I think I have an image of two guys with their trousers rolled up showing their bare knees and their left shirt sleeves rolled up to show their RLT 75's, After the initial introduction and inquiry of how did you know I was a member? LOL

Do Masons wear square watches?


----------



## BondandBigM (Apr 4, 2007)

Haggis said:


> I think I have an image of two guys with their trousers rolled up showing their bare knees and their left shirt sleeves rolled up to show their RLT 75's, After the initial introduction and inquiry of how did you know I was a member? LOL


Didn't we meet in similar circumstances

:lol: :lol:


----------



## RTM Boy (Jun 1, 2011)

I've got a very shiny jacket with a dayglo blue lining I can roll the sleeves up on, but the only 'vice' going on 'roung here is on my workbench. Do I still qualify for the RLT masons? I can roll my trouser leg up too, if it helps? :lol:

Ebel had a very good name on the Continent after WW2, but it's UK profile was never been very high and despite making very good quality watches has as a brand extremely low awareness. As a rule the general public tends to be more interested in brands with big-budget ad campaigns and celebrity endorsements - TAG, Omega, Rolex, etc., - and Ebel has never had those resources. That impacts on resale values.

Nowadays Ebel is being positioned as more of a female fashion brand. I suppose the owners have decided to focus its appeal.

Still, as I always say; buy what you like and enjoy :thumbup:


----------



## glyndwr (Jun 25, 2013)

Gonville: I've seen it! It's 'Erica does Edinburgh' It is in the 'Edinburgh Vice' box set.

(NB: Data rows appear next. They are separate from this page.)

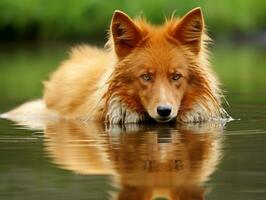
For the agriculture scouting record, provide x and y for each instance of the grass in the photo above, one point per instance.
(240, 68)
(90, 18)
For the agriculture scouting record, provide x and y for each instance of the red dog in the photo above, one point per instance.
(159, 72)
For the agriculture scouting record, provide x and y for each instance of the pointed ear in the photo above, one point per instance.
(189, 30)
(126, 34)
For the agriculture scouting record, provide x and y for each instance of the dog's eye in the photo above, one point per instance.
(176, 76)
(146, 77)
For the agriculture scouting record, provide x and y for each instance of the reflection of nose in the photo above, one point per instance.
(164, 110)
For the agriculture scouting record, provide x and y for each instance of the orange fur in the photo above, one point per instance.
(108, 84)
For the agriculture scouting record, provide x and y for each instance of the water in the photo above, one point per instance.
(72, 160)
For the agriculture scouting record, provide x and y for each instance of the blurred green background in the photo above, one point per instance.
(36, 35)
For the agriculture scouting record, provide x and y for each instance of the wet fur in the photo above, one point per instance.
(98, 84)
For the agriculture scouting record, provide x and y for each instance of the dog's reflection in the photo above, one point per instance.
(170, 161)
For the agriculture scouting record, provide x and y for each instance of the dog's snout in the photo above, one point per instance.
(164, 110)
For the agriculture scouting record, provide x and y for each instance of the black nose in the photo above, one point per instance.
(164, 110)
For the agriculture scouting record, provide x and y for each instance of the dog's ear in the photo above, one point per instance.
(126, 35)
(189, 30)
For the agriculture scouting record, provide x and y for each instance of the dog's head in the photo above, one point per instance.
(159, 68)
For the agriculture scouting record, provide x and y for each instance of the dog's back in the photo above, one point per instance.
(77, 86)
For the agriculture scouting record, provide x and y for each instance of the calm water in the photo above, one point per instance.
(57, 159)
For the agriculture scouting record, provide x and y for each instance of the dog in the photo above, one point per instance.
(145, 72)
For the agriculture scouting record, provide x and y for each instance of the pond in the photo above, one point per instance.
(58, 159)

RTM Boy: Rolled up sleaves and arms and no socks! Watch our that you don't catch cold. Also, watch our for that vice on your workbench. Harm can come to a young lad like that you know!

Interesting points you make about Ebel.


----------



## Lionel Richtea (Aug 24, 2013)

Interesting this issue of 'fashion' watches.

Ebel is a classic 'watch house.' Yet to the watch industry of today it is just a 'name' used by another company. That, I think, is the problem.

At least Breitling and Rolex make Breitling's and Rolexes.


----------